Niederkrüchten Hightech-Maschinen für die Ernte

Niederkrüchten · Der Weuthen-Kartoffeltag ist eine Art Familientreffen der Kartoffelbranche, aber zugleich Agrarmesse und wichtiges Stimmungsbarometer für den Markt. Auf einem Feld an der Nordtangente drehte sich alles um die "tolle Knolle"

Nein, es ist kein Kartoffelwetter in diesem Jahr. Das Frühjahr war zu kalt, der Sommer zu nass, und der Spätsommer ist zu heiß. Das ist alles andere als ein Grund zur Euphorie, aber auch kein Anlass zu größeren Sorgen, meint Ferdi Buffen.
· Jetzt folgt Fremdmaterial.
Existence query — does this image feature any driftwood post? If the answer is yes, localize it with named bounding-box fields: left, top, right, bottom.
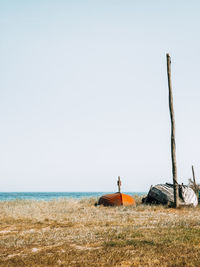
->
left=117, top=176, right=121, bottom=193
left=166, top=54, right=179, bottom=208
left=192, top=165, right=198, bottom=197
left=192, top=165, right=197, bottom=188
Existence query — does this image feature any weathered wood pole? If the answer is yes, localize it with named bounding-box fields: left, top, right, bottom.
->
left=192, top=165, right=197, bottom=188
left=192, top=165, right=198, bottom=196
left=117, top=176, right=121, bottom=193
left=166, top=54, right=179, bottom=208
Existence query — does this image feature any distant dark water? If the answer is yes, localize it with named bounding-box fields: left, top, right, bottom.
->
left=0, top=192, right=146, bottom=201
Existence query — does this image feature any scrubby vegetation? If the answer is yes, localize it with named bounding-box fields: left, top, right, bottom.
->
left=0, top=196, right=200, bottom=266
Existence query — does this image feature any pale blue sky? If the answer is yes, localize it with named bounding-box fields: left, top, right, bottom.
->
left=1, top=1, right=200, bottom=192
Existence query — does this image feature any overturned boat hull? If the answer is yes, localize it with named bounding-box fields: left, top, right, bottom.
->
left=143, top=183, right=198, bottom=207
left=98, top=192, right=135, bottom=206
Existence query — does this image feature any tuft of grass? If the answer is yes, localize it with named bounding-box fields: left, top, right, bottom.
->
left=104, top=239, right=155, bottom=247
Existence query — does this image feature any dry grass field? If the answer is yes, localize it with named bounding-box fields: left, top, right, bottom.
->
left=1, top=196, right=200, bottom=266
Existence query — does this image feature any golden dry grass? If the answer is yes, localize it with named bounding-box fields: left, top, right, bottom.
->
left=0, top=196, right=200, bottom=266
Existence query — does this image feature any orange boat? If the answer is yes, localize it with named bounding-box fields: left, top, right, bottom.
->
left=97, top=177, right=135, bottom=206
left=98, top=192, right=135, bottom=206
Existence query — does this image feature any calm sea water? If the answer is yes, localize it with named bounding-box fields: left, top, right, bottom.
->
left=0, top=192, right=146, bottom=201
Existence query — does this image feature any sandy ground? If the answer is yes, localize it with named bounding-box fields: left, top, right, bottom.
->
left=0, top=197, right=200, bottom=266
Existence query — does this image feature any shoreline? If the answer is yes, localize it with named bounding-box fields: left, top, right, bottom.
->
left=0, top=192, right=147, bottom=202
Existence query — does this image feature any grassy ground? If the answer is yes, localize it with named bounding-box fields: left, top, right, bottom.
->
left=0, top=196, right=200, bottom=266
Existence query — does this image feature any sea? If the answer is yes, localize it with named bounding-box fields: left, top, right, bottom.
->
left=0, top=192, right=146, bottom=201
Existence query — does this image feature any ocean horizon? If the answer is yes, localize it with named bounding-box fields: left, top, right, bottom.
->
left=0, top=192, right=146, bottom=201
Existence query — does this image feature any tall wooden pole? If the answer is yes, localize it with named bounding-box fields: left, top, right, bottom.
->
left=166, top=54, right=179, bottom=208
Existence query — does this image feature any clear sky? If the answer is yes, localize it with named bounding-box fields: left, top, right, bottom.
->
left=1, top=0, right=200, bottom=192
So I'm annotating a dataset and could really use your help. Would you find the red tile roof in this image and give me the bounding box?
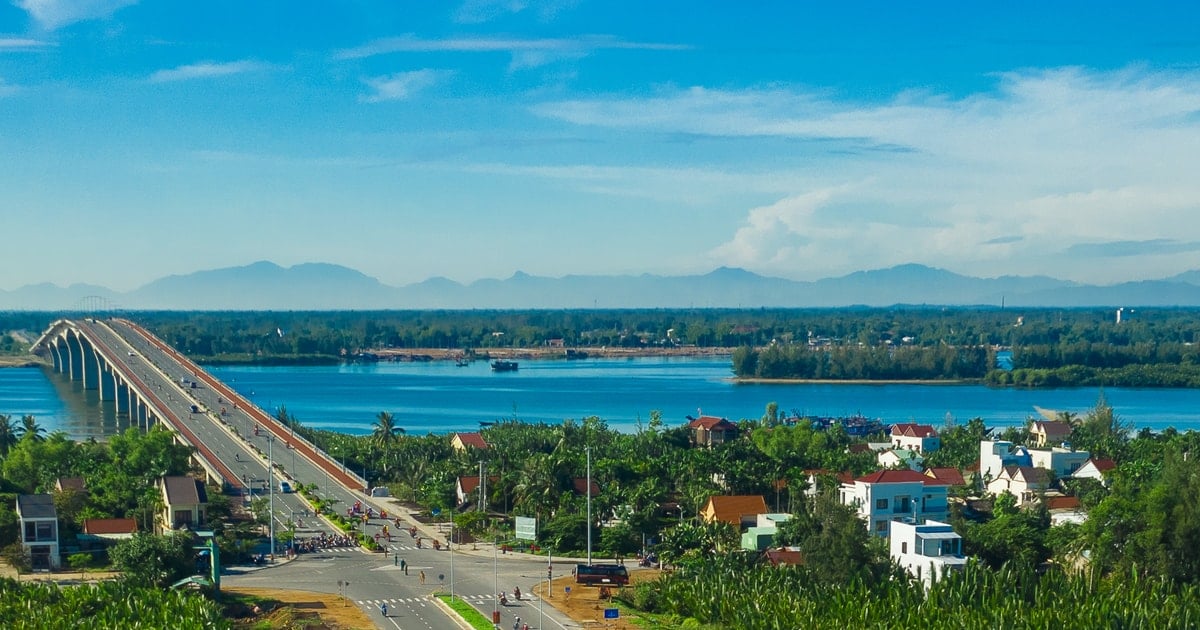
[857,469,947,485]
[891,423,938,438]
[1090,458,1117,473]
[458,475,499,494]
[572,478,601,496]
[925,467,966,486]
[452,432,490,449]
[1033,421,1073,437]
[765,549,805,567]
[83,518,138,535]
[689,415,737,430]
[1044,496,1082,511]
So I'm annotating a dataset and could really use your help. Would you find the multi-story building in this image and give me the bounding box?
[839,470,949,537]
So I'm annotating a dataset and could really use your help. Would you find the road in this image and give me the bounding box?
[84,318,582,629]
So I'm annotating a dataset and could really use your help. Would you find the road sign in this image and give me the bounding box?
[604,608,619,619]
[515,516,537,541]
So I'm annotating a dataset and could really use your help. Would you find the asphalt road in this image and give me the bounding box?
[82,318,583,629]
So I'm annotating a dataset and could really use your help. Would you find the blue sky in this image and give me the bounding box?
[4,1,1200,291]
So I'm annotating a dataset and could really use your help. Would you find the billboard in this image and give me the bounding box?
[515,516,537,541]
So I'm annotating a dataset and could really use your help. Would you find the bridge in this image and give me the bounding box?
[30,318,368,496]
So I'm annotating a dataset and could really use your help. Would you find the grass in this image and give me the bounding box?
[436,593,496,630]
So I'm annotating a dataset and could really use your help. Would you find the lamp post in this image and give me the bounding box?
[493,536,499,620]
[267,434,275,562]
[586,446,592,566]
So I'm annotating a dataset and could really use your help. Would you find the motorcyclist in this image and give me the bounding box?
[513,586,521,600]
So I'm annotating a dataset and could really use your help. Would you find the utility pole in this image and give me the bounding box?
[586,446,592,566]
[267,435,275,562]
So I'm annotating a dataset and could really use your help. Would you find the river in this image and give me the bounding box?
[4,356,1200,439]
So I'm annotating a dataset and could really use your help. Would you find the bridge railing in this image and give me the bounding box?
[111,318,370,492]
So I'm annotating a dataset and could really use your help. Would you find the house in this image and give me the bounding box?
[16,494,60,570]
[700,495,769,529]
[571,477,601,497]
[741,514,792,551]
[55,477,86,494]
[1031,420,1073,447]
[455,475,499,507]
[1045,495,1087,525]
[986,466,1050,504]
[449,432,489,452]
[889,520,967,586]
[688,416,738,448]
[802,469,855,497]
[979,440,1033,480]
[891,423,941,453]
[878,448,924,471]
[764,548,805,567]
[924,467,967,488]
[159,476,208,532]
[1028,446,1090,478]
[81,518,138,542]
[1072,457,1117,485]
[839,470,950,537]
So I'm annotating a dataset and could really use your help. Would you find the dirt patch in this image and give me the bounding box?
[533,571,660,629]
[225,586,373,630]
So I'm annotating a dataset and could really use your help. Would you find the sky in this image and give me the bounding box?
[3,1,1200,292]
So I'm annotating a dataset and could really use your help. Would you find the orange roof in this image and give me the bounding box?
[857,469,947,485]
[689,415,737,430]
[83,518,138,535]
[452,432,490,449]
[703,495,768,526]
[1089,458,1117,473]
[925,467,966,486]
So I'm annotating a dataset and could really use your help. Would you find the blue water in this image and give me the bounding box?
[5,357,1200,438]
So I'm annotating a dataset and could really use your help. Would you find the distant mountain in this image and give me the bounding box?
[3,261,1200,310]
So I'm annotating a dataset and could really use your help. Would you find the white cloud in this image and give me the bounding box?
[532,67,1200,282]
[360,69,448,103]
[453,0,579,24]
[148,60,271,83]
[335,33,687,69]
[0,37,51,50]
[15,0,136,30]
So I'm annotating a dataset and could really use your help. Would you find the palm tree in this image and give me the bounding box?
[0,414,16,456]
[371,411,405,473]
[17,415,45,442]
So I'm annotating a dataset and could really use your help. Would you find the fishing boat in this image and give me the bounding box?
[490,360,519,372]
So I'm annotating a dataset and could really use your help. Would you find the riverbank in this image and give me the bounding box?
[373,346,736,362]
[734,377,973,385]
[0,355,46,368]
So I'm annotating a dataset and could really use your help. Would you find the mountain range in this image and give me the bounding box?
[3,261,1200,310]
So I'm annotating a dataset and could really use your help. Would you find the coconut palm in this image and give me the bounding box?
[17,415,45,442]
[0,414,17,456]
[371,411,405,474]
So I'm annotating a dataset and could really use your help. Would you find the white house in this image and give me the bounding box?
[840,469,950,538]
[890,520,967,585]
[1028,446,1090,478]
[1072,457,1117,485]
[891,423,941,453]
[1031,420,1073,447]
[878,448,924,471]
[986,466,1050,504]
[979,440,1033,480]
[16,494,60,571]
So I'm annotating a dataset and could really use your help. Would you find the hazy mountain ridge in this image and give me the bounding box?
[2,261,1199,310]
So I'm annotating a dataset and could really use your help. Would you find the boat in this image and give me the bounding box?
[455,358,470,367]
[490,360,519,372]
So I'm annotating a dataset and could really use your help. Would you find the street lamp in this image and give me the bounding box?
[586,446,592,566]
[267,434,275,562]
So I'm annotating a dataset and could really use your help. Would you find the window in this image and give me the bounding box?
[901,542,908,554]
[875,520,888,532]
[876,498,888,510]
[36,522,53,541]
[24,522,35,542]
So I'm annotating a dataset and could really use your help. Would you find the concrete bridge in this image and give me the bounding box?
[30,318,369,495]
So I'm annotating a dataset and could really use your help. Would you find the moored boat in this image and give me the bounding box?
[490,360,519,372]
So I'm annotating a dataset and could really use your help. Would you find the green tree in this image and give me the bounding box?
[775,490,892,585]
[16,415,44,443]
[0,414,17,457]
[110,532,195,587]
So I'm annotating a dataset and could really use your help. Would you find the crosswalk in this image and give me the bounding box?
[357,593,530,606]
[307,544,425,554]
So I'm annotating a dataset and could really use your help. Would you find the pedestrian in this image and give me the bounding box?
[419,570,425,585]
[393,554,398,566]
[400,558,406,571]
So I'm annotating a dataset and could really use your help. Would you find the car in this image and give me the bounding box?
[279,481,293,493]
Der Geschäftsführer des führenden europäischen Kartoffelvermarkters, der Wilhelm Weuthen GmbH & Co. KG, ist nicht nur berufsbedingt überzeugt von der "tollen Knolle": "Die Kartoffeln waren und sind einer der wenigen Lichtpunkte in der Agrarwirtschaft." Buffens Wort hat Gewicht. Seine Rede zur Lage am Markt beim alljährlichen Weuthen-Kartoffeltag gilt in Fachkreisen als Gradmesser. Und darum hören an die 1000 Gäste - von Kartoffelanbauern bis zu Führungskräften aus der Lebensmittelindustrie - sehr aufmerksam zu.

Nach einer erfolgreichen Vermarktung der Frühsorten erwartet Buffen allerdings "nur knapp durchschnittliche Erträge" in der Haupternte, die Mitte September startet und bis Ende Oktober läuft. Geringere Mengen erhöhen jedoch naturgemäß die Vermarktungs-chancen in einem Markt, der nach Kartoffeln lechzt. Denn in der Veredlungsindustrie, die Pommes frites, Chips oder andere Fertigprodukte herstellt, hält der Boom an, betont Buffen: Bis Ende 2017 kommen mehr als eine Million Tonnen neue Produktionskapazitäten in den Niederlanden, Belgien und Deutschland hinzu. Für die gesamte Kartoffelwirtschaft und nicht zuletzt für die rheinische Kartoffelregion biete das "hervorragende Zukunftsperspektiven." Bei den Speisekartoffeln, die im Kochtopf landen, prognostiziert der Weuthen-Geschäftsführer Erzeugerpreise von 15 bis 20 Euro pro 100 Kilo. Bei den Veredlungskartoffeln hält Buffen eine Preisspanne von zwölf bis 15,50 Euro pro 100 Kilo für realistisch. Das Preisniveau liege damit etwas höher als im Vorjahr - gut für die Bauern.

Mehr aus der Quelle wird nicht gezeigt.